4D Tracking: Present Status and Perspective

TL;DR

This paper reviews the recent advancements and current status of 4D silicon-based timing detectors, emphasizing the impact of LGAD technology on particle tracking and the ongoing R&D in this rapidly evolving field.

Contribution

It provides a comprehensive overview of the development, design innovations, and future perspectives of 4D timing detectors based on silicon sensors, especially LGADs.

Findings

LGAD technology enables large signals with low noise for precise timing.

Silicon-based timing detectors are undergoing rapid R&D with various sensor designs.

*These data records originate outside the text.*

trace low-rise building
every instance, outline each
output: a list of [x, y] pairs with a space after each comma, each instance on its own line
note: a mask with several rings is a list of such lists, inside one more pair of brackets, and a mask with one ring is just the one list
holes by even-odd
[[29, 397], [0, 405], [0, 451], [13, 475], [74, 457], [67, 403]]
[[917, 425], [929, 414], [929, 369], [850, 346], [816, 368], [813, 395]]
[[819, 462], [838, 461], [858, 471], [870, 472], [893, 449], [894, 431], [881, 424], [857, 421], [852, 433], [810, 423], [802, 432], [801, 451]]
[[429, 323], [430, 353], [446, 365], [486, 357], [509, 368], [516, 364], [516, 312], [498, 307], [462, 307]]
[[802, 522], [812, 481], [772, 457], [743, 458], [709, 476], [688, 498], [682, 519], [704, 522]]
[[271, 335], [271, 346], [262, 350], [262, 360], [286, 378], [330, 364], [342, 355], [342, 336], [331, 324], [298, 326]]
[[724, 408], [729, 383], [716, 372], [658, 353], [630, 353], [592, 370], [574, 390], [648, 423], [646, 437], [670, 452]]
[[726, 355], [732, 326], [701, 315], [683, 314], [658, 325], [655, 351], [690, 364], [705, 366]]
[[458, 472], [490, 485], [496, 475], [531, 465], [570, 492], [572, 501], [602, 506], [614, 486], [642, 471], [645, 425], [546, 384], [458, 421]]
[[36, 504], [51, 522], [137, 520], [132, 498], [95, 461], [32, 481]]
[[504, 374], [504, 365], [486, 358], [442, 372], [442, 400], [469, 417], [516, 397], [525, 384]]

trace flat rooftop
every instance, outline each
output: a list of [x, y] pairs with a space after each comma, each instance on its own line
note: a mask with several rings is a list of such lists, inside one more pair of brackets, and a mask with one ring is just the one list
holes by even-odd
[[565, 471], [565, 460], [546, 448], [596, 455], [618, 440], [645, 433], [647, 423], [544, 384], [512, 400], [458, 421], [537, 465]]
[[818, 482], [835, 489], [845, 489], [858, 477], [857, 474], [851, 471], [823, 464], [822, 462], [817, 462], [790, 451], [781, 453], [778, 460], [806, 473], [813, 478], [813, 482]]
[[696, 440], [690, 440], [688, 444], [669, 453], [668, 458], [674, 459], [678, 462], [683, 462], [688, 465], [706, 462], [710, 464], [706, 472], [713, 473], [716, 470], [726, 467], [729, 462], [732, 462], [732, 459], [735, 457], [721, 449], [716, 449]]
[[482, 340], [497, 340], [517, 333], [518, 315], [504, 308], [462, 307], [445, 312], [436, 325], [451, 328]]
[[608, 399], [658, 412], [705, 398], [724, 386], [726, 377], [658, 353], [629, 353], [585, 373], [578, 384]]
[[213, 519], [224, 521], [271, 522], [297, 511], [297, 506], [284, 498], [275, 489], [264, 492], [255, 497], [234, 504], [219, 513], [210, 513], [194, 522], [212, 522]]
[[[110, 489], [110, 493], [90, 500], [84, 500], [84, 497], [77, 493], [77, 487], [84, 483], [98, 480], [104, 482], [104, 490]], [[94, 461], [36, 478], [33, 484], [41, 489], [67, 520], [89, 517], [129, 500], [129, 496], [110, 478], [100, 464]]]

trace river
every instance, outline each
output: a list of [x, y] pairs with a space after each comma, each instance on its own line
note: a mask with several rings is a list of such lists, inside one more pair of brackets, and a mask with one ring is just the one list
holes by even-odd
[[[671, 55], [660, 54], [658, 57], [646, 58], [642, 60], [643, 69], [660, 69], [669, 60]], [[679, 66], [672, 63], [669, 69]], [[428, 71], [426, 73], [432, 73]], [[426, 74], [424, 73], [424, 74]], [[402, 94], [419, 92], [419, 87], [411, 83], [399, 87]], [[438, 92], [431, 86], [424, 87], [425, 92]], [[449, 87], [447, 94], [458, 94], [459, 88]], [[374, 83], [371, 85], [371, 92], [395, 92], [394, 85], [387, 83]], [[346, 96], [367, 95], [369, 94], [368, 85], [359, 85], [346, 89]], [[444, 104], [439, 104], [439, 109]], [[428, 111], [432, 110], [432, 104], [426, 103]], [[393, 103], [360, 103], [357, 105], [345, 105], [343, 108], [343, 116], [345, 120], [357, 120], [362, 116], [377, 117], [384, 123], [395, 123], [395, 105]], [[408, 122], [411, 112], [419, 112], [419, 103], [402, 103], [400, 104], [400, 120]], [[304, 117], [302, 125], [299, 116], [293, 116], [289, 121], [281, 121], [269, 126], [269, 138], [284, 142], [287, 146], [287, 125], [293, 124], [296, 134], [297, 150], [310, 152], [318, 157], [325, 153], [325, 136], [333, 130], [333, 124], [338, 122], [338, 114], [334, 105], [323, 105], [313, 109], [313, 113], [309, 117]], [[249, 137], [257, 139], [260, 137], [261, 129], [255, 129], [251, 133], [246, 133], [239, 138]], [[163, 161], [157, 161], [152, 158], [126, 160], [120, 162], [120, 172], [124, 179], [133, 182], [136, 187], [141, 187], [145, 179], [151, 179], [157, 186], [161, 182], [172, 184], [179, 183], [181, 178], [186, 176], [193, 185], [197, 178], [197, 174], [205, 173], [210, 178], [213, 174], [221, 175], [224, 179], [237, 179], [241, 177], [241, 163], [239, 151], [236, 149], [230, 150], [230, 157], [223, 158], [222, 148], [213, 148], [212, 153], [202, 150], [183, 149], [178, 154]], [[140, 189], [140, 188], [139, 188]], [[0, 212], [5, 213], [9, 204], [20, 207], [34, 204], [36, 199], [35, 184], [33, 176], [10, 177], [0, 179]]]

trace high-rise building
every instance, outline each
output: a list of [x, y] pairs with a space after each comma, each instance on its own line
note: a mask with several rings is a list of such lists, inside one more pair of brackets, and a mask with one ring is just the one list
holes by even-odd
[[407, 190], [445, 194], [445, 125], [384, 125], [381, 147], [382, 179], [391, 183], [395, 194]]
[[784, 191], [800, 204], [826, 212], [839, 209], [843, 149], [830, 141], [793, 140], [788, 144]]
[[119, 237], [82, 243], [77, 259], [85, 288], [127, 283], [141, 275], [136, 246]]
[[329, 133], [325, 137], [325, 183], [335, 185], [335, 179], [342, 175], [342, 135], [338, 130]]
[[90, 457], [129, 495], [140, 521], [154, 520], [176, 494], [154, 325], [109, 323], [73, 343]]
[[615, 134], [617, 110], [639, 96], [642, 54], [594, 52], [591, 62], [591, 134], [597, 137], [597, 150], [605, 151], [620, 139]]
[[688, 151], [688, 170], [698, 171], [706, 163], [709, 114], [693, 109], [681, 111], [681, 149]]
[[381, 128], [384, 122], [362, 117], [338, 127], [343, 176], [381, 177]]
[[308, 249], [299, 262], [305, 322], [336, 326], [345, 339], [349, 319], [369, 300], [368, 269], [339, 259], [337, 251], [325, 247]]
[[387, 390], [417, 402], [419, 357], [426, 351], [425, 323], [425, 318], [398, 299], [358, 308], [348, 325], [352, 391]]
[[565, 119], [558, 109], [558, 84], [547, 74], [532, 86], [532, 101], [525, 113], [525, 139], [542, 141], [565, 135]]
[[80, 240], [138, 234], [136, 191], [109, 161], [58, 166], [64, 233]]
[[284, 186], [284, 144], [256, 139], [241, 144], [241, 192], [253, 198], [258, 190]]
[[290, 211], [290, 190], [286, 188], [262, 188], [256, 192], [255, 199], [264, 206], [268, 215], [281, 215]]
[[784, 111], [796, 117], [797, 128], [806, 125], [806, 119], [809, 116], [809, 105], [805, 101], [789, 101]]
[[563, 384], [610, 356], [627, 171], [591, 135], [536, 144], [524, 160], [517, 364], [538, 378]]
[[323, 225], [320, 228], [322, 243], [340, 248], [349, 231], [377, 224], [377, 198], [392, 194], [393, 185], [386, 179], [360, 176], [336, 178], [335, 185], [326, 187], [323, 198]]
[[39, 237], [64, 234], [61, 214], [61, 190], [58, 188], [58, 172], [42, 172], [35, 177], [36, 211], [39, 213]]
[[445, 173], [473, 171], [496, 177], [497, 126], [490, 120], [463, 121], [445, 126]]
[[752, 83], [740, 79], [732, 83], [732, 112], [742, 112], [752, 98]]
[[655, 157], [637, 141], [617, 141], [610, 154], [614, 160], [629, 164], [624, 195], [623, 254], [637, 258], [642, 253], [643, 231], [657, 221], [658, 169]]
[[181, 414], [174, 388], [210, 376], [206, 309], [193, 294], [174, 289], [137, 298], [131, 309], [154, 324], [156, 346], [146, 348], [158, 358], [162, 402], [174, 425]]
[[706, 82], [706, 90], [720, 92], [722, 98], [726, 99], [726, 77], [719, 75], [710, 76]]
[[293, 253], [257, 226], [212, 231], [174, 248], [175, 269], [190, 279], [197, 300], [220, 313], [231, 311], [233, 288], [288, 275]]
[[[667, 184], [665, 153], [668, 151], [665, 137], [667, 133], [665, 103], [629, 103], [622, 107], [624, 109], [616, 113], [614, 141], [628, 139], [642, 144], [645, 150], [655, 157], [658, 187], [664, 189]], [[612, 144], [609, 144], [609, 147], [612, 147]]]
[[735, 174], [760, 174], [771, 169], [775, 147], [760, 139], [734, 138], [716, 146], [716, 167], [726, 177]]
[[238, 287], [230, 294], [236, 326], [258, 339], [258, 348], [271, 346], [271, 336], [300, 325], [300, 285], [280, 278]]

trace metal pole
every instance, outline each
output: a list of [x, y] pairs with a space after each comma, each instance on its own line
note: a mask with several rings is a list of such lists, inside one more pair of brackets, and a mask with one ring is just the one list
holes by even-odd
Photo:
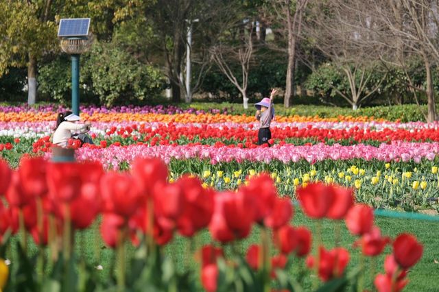
[[191, 45], [192, 43], [192, 23], [189, 23], [187, 29], [187, 44], [186, 45], [186, 93], [187, 101], [192, 99], [191, 93]]
[[80, 55], [71, 55], [71, 110], [80, 114]]

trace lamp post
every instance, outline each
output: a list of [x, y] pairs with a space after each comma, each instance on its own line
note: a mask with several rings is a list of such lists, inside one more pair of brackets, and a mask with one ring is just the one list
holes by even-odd
[[71, 59], [71, 109], [73, 114], [80, 114], [80, 56], [93, 43], [93, 38], [70, 38], [61, 40], [62, 51]]
[[80, 56], [88, 51], [93, 42], [88, 34], [90, 19], [64, 19], [60, 22], [58, 36], [61, 49], [71, 58], [71, 109], [80, 114]]
[[192, 23], [198, 23], [199, 19], [193, 21], [187, 20], [189, 23], [187, 27], [187, 41], [186, 44], [186, 102], [192, 100], [192, 93], [191, 92], [191, 47], [192, 46]]

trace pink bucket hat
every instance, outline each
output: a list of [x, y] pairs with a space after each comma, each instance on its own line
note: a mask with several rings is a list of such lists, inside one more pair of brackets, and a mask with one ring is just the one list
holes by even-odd
[[[264, 97], [262, 100], [257, 104], [254, 104], [254, 106], [258, 110], [261, 110], [261, 106], [265, 106], [265, 108], [268, 108], [270, 106], [270, 104], [272, 102], [271, 99], [268, 97]], [[274, 117], [274, 108], [272, 107], [272, 116]]]

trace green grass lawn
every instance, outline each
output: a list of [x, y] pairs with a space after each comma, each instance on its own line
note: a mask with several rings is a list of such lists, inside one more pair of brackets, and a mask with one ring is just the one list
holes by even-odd
[[[296, 208], [297, 210], [297, 208]], [[419, 241], [424, 245], [424, 254], [421, 260], [413, 267], [408, 273], [410, 282], [405, 288], [407, 291], [438, 291], [436, 277], [439, 275], [439, 264], [436, 263], [436, 260], [439, 260], [439, 224], [436, 222], [413, 220], [413, 219], [400, 219], [394, 218], [388, 218], [383, 217], [377, 217], [375, 219], [376, 225], [381, 229], [383, 235], [395, 237], [398, 234], [407, 232], [416, 234]], [[316, 221], [306, 217], [300, 211], [297, 211], [292, 221], [294, 226], [305, 225], [311, 228], [313, 232], [316, 228]], [[351, 252], [351, 259], [348, 267], [348, 269], [352, 268], [359, 262], [359, 250], [355, 249], [352, 246], [352, 243], [355, 241], [355, 238], [352, 236], [347, 231], [344, 222], [340, 222], [342, 226], [342, 246], [346, 247]], [[322, 238], [324, 246], [327, 248], [332, 248], [334, 247], [334, 234], [335, 230], [335, 224], [334, 222], [325, 220], [323, 222]], [[84, 242], [82, 243], [85, 248], [83, 250], [86, 257], [88, 258], [94, 258], [94, 241], [95, 238], [96, 229], [91, 229], [83, 234]], [[258, 228], [254, 228], [251, 235], [248, 239], [242, 241], [238, 243], [240, 250], [244, 254], [247, 247], [252, 243], [257, 243], [259, 239], [259, 230]], [[77, 238], [77, 242], [80, 241], [80, 237]], [[211, 237], [207, 232], [202, 232], [195, 239], [195, 245], [200, 247], [204, 244], [209, 243]], [[314, 246], [315, 246], [315, 242]], [[100, 243], [103, 245], [103, 243]], [[77, 246], [80, 246], [78, 242]], [[102, 245], [103, 246], [103, 245]], [[128, 254], [134, 252], [133, 249], [130, 249]], [[226, 248], [226, 254], [230, 254], [230, 247]], [[194, 256], [190, 252], [189, 241], [176, 236], [170, 244], [167, 245], [165, 248], [165, 254], [171, 257], [176, 263], [178, 270], [184, 271], [186, 269], [196, 269], [196, 262]], [[388, 246], [385, 250], [385, 254], [391, 253], [392, 249], [390, 246]], [[108, 267], [110, 266], [112, 260], [111, 251], [105, 247], [102, 248], [100, 251], [100, 263], [104, 267], [104, 269], [101, 271], [103, 278], [105, 278], [110, 272]], [[384, 256], [378, 256], [375, 260], [375, 267], [370, 269], [371, 260], [366, 258], [365, 262], [366, 272], [364, 273], [365, 288], [371, 291], [375, 289], [372, 286], [372, 279], [371, 273], [376, 274], [377, 273], [383, 273], [383, 260]], [[294, 259], [292, 267], [290, 268], [290, 273], [292, 277], [294, 277], [298, 269], [298, 260]], [[313, 276], [308, 276], [307, 278], [306, 285], [309, 287]], [[307, 289], [308, 291], [308, 289]]]

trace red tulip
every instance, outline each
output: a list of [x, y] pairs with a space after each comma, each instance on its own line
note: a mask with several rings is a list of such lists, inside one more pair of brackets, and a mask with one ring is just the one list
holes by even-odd
[[247, 193], [254, 198], [254, 221], [262, 223], [263, 219], [271, 212], [277, 197], [276, 186], [267, 173], [253, 177], [248, 186], [243, 186], [239, 191]]
[[247, 250], [246, 260], [250, 267], [254, 270], [259, 269], [262, 260], [261, 248], [259, 245], [252, 245]]
[[47, 186], [52, 199], [69, 203], [80, 195], [82, 173], [86, 171], [80, 163], [48, 163]]
[[104, 242], [110, 247], [115, 248], [121, 240], [121, 230], [126, 223], [123, 217], [115, 214], [106, 213], [102, 217], [101, 235]]
[[195, 178], [183, 177], [178, 184], [185, 196], [185, 210], [178, 219], [179, 232], [185, 236], [206, 227], [213, 214], [213, 197], [215, 191], [206, 189]]
[[[342, 247], [326, 250], [319, 247], [318, 276], [323, 281], [328, 281], [334, 277], [340, 277], [349, 263], [349, 252]], [[307, 265], [312, 268], [315, 265], [314, 258], [309, 256]]]
[[43, 230], [39, 230], [38, 227], [36, 225], [30, 230], [34, 241], [37, 245], [47, 245], [49, 239], [49, 219], [47, 216], [43, 218]]
[[204, 245], [201, 250], [202, 267], [217, 263], [217, 258], [224, 256], [223, 251], [220, 247], [213, 245]]
[[423, 247], [416, 238], [407, 233], [399, 234], [393, 242], [395, 260], [403, 269], [414, 265], [423, 255]]
[[275, 231], [275, 242], [283, 254], [292, 252], [297, 246], [296, 230], [292, 226], [285, 226]]
[[280, 228], [289, 222], [293, 216], [293, 206], [287, 198], [276, 198], [271, 213], [264, 219], [265, 226]]
[[331, 208], [333, 193], [321, 182], [313, 182], [299, 187], [297, 194], [305, 213], [311, 218], [323, 218]]
[[[384, 270], [389, 277], [392, 278], [395, 277], [398, 280], [403, 280], [407, 275], [405, 270], [401, 270], [399, 268], [393, 254], [390, 254], [385, 257], [384, 260]], [[398, 273], [398, 275], [395, 276], [395, 273]]]
[[6, 230], [10, 228], [12, 228], [10, 212], [5, 208], [2, 201], [0, 200], [0, 243], [3, 241], [3, 236]]
[[224, 216], [228, 228], [238, 239], [247, 237], [254, 218], [254, 200], [248, 193], [218, 193], [225, 196]]
[[311, 232], [305, 227], [296, 228], [295, 234], [297, 236], [297, 247], [296, 255], [302, 257], [308, 254], [311, 250]]
[[8, 162], [0, 159], [0, 195], [6, 193], [8, 186], [11, 180], [11, 170]]
[[201, 269], [201, 282], [206, 292], [217, 291], [218, 267], [215, 264], [209, 264]]
[[157, 220], [154, 220], [153, 236], [156, 243], [164, 245], [172, 239], [173, 236], [171, 230], [164, 228]]
[[399, 280], [392, 282], [394, 279], [388, 275], [379, 274], [375, 277], [374, 284], [378, 292], [399, 292], [408, 283], [407, 280]]
[[209, 225], [209, 230], [212, 237], [223, 243], [233, 240], [232, 231], [228, 228], [224, 215], [224, 205], [229, 193], [215, 193], [214, 196], [215, 209], [212, 219]]
[[276, 278], [276, 269], [285, 269], [287, 261], [288, 258], [284, 254], [279, 254], [272, 258], [272, 271], [270, 273], [272, 278]]
[[20, 181], [20, 175], [14, 171], [11, 177], [11, 182], [6, 191], [6, 199], [11, 206], [22, 208], [30, 204], [34, 197], [23, 190], [23, 185]]
[[132, 167], [132, 176], [143, 195], [152, 194], [156, 183], [164, 184], [167, 179], [167, 167], [159, 158], [137, 158]]
[[104, 210], [125, 218], [135, 213], [142, 199], [134, 178], [127, 173], [106, 173], [101, 179], [100, 193]]
[[83, 184], [80, 195], [70, 204], [71, 223], [76, 229], [86, 229], [93, 222], [101, 210], [99, 185]]
[[43, 157], [24, 156], [20, 160], [18, 172], [23, 191], [27, 195], [41, 197], [47, 193], [47, 165]]
[[361, 245], [361, 251], [365, 256], [378, 256], [385, 245], [390, 241], [388, 237], [382, 237], [379, 228], [377, 226], [372, 228], [372, 230], [364, 234], [361, 238], [359, 243]]
[[156, 184], [154, 188], [154, 210], [161, 226], [174, 230], [185, 210], [185, 196], [178, 184]]
[[346, 226], [353, 234], [362, 235], [372, 229], [373, 218], [372, 208], [359, 204], [348, 211], [345, 218]]
[[342, 219], [354, 204], [354, 191], [351, 188], [335, 185], [328, 186], [328, 188], [333, 195], [327, 217], [332, 219]]

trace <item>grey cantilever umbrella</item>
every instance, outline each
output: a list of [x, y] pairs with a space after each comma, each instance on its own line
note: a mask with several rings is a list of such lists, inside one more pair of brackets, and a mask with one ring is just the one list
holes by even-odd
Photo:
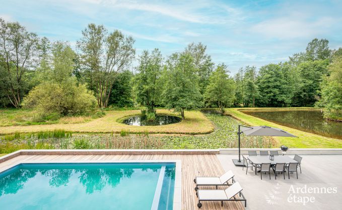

The field is expanding with hybrid and monolithic sensors exploring new capabilities.

Abstract

The past ten years have seen the advent of silicon-based precise timing detectors for charged particle tracking. The underlying reason for this evolution is a design innovation: the Low-Gain Avalanche Diode (LGAD). In its simplicity, the LGAD design is an obvious step with momentous consequences: low gain leads to large signals maintaining sensors stability and low noise, allowing sensor segmentation. Albeit introduced for a different reason, to compensate for charge trapping in irradiated silicon sensors, LGAD found fertile ground in the design of silicon-based timing detectors. Spurred by this design innovation, solid-state-based timing detectors for charged particles are going through an intense phase of R&D, and hybrid and monolithic sensors, with or without internal gain, are being explored. This contribution offers a review of this booming field.